Hash is an important hash function in cryptography. It maps an input of arbitrary length (also called a message) to an output of fixed length (also called a hash value or digest), usually represented by a hexadecimal string. The output value of the hash function is a fixed-length binary sequence, usually 128 bits or 256 bits, which uniquely represents the input value.

The hash function is a one-way function, that is, the input value cannot be deduced from the hash value. The design of hash function requires that a unique hash value can be generated for any input value. At the same time, a different hash value should be generated for any slight change in the input value.

Application of hash

Hash function is widely used in cryptography, including digital signature, message authentication code, password storage, random number generation and so on. Their characteristic is that they need to encrypt, verify and compare data, and hash function is an important tool to realize these operations.

Digital signature is a technology used to verify data integrity and identity authentication. Digital signature is realized by using hash function to generate message digest and encrypting the digest with private key. Message authentication code is a technology used to verify the integrity and authenticity of messages. Message authentication code is also realized by using hash function to generate message digest and encrypting the digest with key.
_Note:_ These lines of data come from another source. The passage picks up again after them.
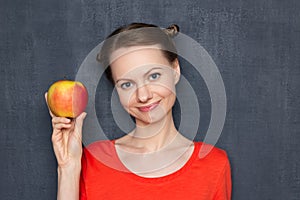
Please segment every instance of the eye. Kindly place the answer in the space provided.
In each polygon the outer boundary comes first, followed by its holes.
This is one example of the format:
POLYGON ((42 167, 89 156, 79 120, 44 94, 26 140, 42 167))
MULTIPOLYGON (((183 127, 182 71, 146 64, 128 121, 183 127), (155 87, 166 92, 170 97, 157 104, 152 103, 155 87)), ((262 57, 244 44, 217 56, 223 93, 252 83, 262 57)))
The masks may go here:
POLYGON ((156 80, 160 77, 160 73, 154 73, 149 76, 150 80, 156 80))
POLYGON ((125 82, 125 83, 122 83, 121 84, 121 88, 122 89, 128 89, 132 86, 132 83, 131 82, 125 82))

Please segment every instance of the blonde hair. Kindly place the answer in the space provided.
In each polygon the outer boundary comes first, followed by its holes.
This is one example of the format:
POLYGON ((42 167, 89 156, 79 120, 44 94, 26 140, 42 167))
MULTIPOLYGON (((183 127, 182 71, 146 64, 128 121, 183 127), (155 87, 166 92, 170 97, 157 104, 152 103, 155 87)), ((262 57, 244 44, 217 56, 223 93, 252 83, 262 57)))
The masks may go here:
POLYGON ((172 63, 178 58, 177 50, 172 39, 178 32, 179 27, 176 24, 165 29, 145 23, 131 23, 119 27, 106 38, 97 55, 97 60, 102 63, 104 67, 107 67, 105 73, 112 83, 114 83, 114 80, 110 69, 110 55, 121 47, 158 44, 165 58, 172 63))

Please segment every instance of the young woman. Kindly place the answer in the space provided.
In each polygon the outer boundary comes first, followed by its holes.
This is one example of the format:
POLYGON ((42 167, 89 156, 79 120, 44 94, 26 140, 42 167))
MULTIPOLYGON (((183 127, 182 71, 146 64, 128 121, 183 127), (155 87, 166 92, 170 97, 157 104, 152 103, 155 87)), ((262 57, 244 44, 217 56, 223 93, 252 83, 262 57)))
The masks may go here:
POLYGON ((50 112, 58 199, 231 198, 226 153, 213 147, 200 158, 205 144, 190 141, 174 126, 180 65, 172 37, 178 31, 176 25, 133 23, 109 35, 98 54, 120 103, 135 119, 127 135, 82 149, 86 113, 70 120, 50 112))

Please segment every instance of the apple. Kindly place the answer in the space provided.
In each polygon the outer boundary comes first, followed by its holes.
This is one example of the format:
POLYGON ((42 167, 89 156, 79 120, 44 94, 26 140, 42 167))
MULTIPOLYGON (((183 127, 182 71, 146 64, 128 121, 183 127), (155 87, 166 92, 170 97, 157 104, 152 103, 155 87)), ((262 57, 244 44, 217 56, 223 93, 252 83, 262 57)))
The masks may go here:
POLYGON ((87 89, 79 81, 60 80, 53 83, 48 90, 49 109, 58 117, 77 117, 85 110, 87 102, 87 89))

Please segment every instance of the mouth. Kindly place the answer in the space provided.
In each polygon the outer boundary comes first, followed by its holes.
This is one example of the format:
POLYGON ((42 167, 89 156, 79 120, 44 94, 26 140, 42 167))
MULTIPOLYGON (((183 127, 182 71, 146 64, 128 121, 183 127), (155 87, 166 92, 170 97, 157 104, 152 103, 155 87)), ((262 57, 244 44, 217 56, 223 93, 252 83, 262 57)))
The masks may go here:
POLYGON ((151 103, 151 104, 149 104, 147 106, 138 107, 138 109, 141 112, 149 112, 149 111, 155 109, 159 105, 159 103, 160 103, 160 100, 157 101, 157 102, 151 103))

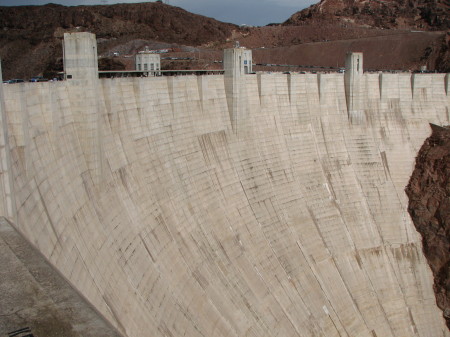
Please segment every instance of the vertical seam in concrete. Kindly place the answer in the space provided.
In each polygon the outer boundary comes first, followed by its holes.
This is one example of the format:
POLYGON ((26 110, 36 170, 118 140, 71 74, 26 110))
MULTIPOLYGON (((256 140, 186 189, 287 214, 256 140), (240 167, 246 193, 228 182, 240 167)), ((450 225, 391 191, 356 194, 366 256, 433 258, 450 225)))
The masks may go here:
POLYGON ((11 165, 11 152, 9 147, 9 133, 8 133, 8 119, 6 116, 5 109, 5 101, 4 101, 4 93, 3 93, 3 76, 2 76, 2 65, 0 61, 0 127, 3 130, 0 130, 0 133, 3 133, 3 147, 1 147, 0 142, 0 164, 2 164, 4 172, 3 176, 3 186, 4 186, 4 210, 6 218, 17 223, 17 212, 16 212, 16 203, 14 197, 14 179, 11 176, 12 174, 12 165, 11 165), (3 163, 1 163, 3 162, 3 163))
POLYGON ((258 74, 256 75, 258 79, 258 95, 259 95, 259 101, 261 102, 261 95, 262 95, 262 75, 258 74))
POLYGON ((307 255, 306 252, 303 251, 303 247, 300 244, 300 242, 298 242, 298 240, 296 241, 296 243, 297 243, 298 248, 300 249, 300 253, 303 255, 303 258, 307 262, 308 267, 311 270, 311 273, 314 275, 314 278, 316 279, 317 283, 319 284, 320 290, 322 290, 322 293, 327 301, 327 304, 330 306, 330 309, 334 315, 331 315, 328 311, 328 307, 324 305, 324 307, 327 309, 326 311, 324 309, 325 314, 329 317, 329 319, 333 323, 333 326, 335 327, 336 332, 339 334, 340 337, 342 337, 341 332, 344 332, 346 334, 346 336, 350 336, 349 333, 347 332, 347 329, 345 328, 344 324, 341 322, 337 311, 334 309, 333 303, 332 303, 332 301, 329 297, 329 294, 326 290, 326 286, 324 285, 322 278, 320 277, 319 273, 317 272, 316 268, 314 267, 313 261, 311 261, 311 256, 307 255), (335 322, 335 320, 337 322, 335 322), (338 324, 338 325, 336 325, 336 324, 338 324))
POLYGON ((380 102, 383 98, 383 74, 378 75, 378 88, 380 91, 380 102))
POLYGON ((292 74, 287 75, 287 86, 289 94, 289 105, 292 105, 292 74))
POLYGON ((450 74, 445 75, 445 94, 448 96, 448 92, 450 90, 450 74))
POLYGON ((96 119, 96 123, 97 123, 97 130, 96 130, 96 137, 97 137, 97 154, 98 154, 98 182, 99 182, 99 187, 101 188, 101 186, 103 186, 103 175, 104 175, 104 151, 103 151, 103 128, 102 128, 102 113, 101 113, 101 109, 100 109, 100 101, 101 101, 101 96, 100 96, 100 79, 95 79, 94 80, 94 90, 95 90, 95 96, 97 97, 97 99, 95 100, 95 113, 97 114, 97 119, 96 119))
POLYGON ((207 86, 207 83, 203 83, 203 82, 206 82, 205 76, 197 76, 198 95, 199 95, 202 107, 203 107, 203 98, 204 98, 203 90, 206 89, 206 86, 207 86))
MULTIPOLYGON (((39 84, 39 83, 38 83, 39 84)), ((38 85, 36 84, 36 85, 38 85)), ((23 166, 25 168, 25 176, 28 178, 29 175, 29 171, 30 171, 30 125, 29 125, 29 120, 30 120, 30 116, 29 116, 29 112, 27 109, 27 97, 28 97, 28 91, 30 90, 30 88, 26 88, 24 87, 24 90, 20 90, 19 93, 19 98, 20 98, 20 116, 18 116, 19 118, 21 118, 21 125, 22 125, 22 133, 23 133, 23 166)))
POLYGON ((172 107, 172 116, 174 115, 174 102, 173 102, 173 76, 167 77, 167 89, 169 91, 170 106, 172 107))
MULTIPOLYGON (((321 88, 321 86, 322 86, 322 84, 321 84, 321 74, 317 74, 316 75, 316 80, 317 80, 317 90, 319 91, 319 103, 321 103, 322 102, 322 92, 323 92, 323 90, 322 90, 322 88, 321 88)), ((348 107, 347 107, 347 110, 348 110, 348 107)))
Password storage is a technology to store user passwords in a database. In order to protect the user's password from being leaked, the password is usually encrypted by hash function and then stored in the database. When the user logs in, the system will hash the password entered by the user, and then compare it with the hash value in the database to verify the identity of the user.

Operating steps of hash

The operation steps of hash function usually include the following steps:

1. Initialize: Initialize the internal state of the hash function.

2. Input the message: input the message into the hash function in blocks.

3. Compression: each message block is compressed to update the internal state of the hash function.

4. Output hash value: when all message blocks are input, output the hash value of hash function.

Security of hash

The security of hash function refers to the ability of hash function to resist attackers. An attacker may try to crack the hash function through a collision attack (that is, two different input values with the same hash value are found) or a pre-image attack (that is, an input value matching a given hash value is found).

In order to ensure the security of hash function, the design of hash function needs to meet the following conditions:

1. Anti-collision: For any two different input values, their hash values should be different.

2. One-way: the input value cannot be derived from the hash value.

3. Randomness: For any slight change in the input value, different hash values should be generated.

4. Anti-image attack: The attacker cannot find the input value matching the given hash value.